Right before I took off to Brazil, my spanish teacher Pato told me about a "virtual kidnapping" her family experienced the night before. It's a weird story, worth telling.

Kidnapping is definitely an issue in Latin America. Colombia is famous for it, and Mexico has had more of it in recent years. And since the Crisis -- the economic collapse of 2001/2 -- there has been a bit of it here in Argentina as well. Just today the TV news was reporting on a kidnapping of a daughter of a business owner. I'm not sure but it seems that although the victim is still held hostage, they have identified the kidnapper, a 24-year old male. Or maybe they somehow just figured out that he was 24 years old?

Anyway, about two weeks ago, Pato's father received a telephone call from someone claiming to have Pato's sister held hostage. The person wanted 30,000 pesos, I think (about $10,000 US dollars) -- something like that. Pato's father handled the situation relatively poorly. He said he did not have the money, so somehow the person on the phone got the father to give out the phone number and address of Pato, the sister of the person supposedly held hostage.
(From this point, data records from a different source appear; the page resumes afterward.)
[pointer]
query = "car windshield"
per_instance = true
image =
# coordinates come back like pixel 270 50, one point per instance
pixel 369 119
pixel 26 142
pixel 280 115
The perpetrator then called Pato's number, and Pato's boyfriend Mark, a brit with so-so spanish, picked up the phone. He naturally could hardly understand the person, so not much progress was made, and I didn't really get the story of how that call ended. Pato was at school, and when she came home the police were there talking to Mark and I guess waiting for her.
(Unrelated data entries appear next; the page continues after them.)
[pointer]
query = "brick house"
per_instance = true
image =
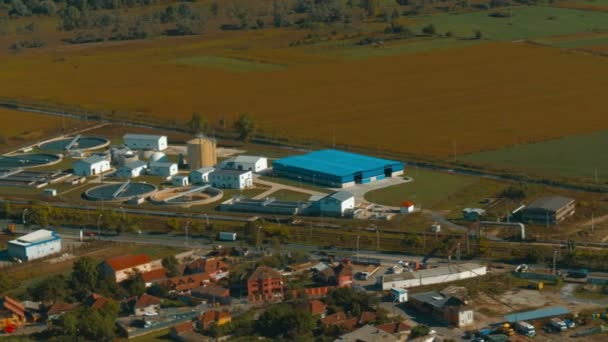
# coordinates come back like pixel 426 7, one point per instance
pixel 12 314
pixel 214 267
pixel 122 267
pixel 265 284
pixel 147 305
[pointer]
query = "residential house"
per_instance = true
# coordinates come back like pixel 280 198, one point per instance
pixel 214 317
pixel 340 275
pixel 317 308
pixel 368 333
pixel 147 305
pixel 186 283
pixel 155 276
pixel 447 309
pixel 265 284
pixel 213 294
pixel 122 267
pixel 398 329
pixel 12 314
pixel 214 267
pixel 58 309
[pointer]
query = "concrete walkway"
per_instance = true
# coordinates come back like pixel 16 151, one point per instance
pixel 274 187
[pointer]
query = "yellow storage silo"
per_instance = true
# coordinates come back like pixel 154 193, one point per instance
pixel 201 153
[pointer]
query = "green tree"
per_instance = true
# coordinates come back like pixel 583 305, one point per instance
pixel 85 275
pixel 285 321
pixel 170 263
pixel 50 289
pixel 245 126
pixel 420 330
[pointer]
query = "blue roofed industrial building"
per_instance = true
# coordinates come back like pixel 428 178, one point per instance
pixel 338 169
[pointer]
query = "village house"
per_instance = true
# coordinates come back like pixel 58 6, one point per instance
pixel 147 305
pixel 122 267
pixel 213 294
pixel 211 317
pixel 185 284
pixel 12 314
pixel 58 309
pixel 265 284
pixel 214 267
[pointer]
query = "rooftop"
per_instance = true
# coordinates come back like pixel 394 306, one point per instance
pixel 264 272
pixel 247 159
pixel 552 203
pixel 124 262
pixel 146 300
pixel 142 136
pixel 335 162
pixel 436 299
pixel 536 314
pixel 92 160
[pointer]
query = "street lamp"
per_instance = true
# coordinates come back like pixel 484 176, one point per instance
pixel 99 224
pixel 23 217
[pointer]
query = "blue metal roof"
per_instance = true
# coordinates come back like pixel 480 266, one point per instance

As it turned out, the other sister was also safely in a class somewhere, and so no kidnapping had actually taken place. It was a fraud kidnapping, "un secuestro virtual" as Pato put it. But still, now the person has Pato's address and phone number. Not that that's much of a threat, it's easy to get someone's address and phone number. But still, it would certainly make me uneasy to be a target of this sort of thing.
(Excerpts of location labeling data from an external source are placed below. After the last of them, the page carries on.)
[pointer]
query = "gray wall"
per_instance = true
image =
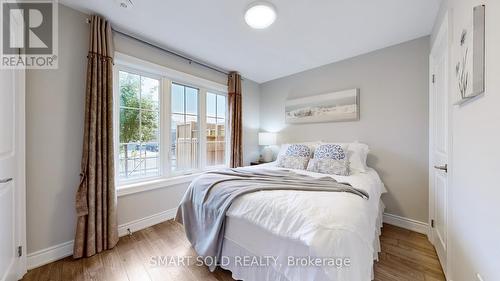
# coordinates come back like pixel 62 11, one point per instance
pixel 393 86
pixel 474 210
pixel 54 116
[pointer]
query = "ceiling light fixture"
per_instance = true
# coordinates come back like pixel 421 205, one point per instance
pixel 260 15
pixel 126 4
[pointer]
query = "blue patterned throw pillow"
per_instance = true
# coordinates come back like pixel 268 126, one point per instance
pixel 298 150
pixel 296 157
pixel 330 159
pixel 330 151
It seems to be generally agreed that the two big concerns among people here in Buenos Aires and probably in Argentina as a whole are inflation and security. Prices are going up up up, and so making ends meet is harder and harder. But the rise of crime, especially violent crime, really seems to be the big problem to me, the problem that will have greater repercussions if it doesn't stop. People will become more and more wary, more and more distrustful. I think people are already more wary than they were two or three years ago. And then also if crime really spirals out of control, there will be support for rougher and rougher policing tactics, more authoritarian behavior on the part of the authorities. And, god forbid, the military might come to be seen as the best hope for maintaining "order".

This is the sad history of much of Latin America -- fluctuations between more representative governments and nasty military dictatorships. Let's hope the cycle doesn't repeat itself here.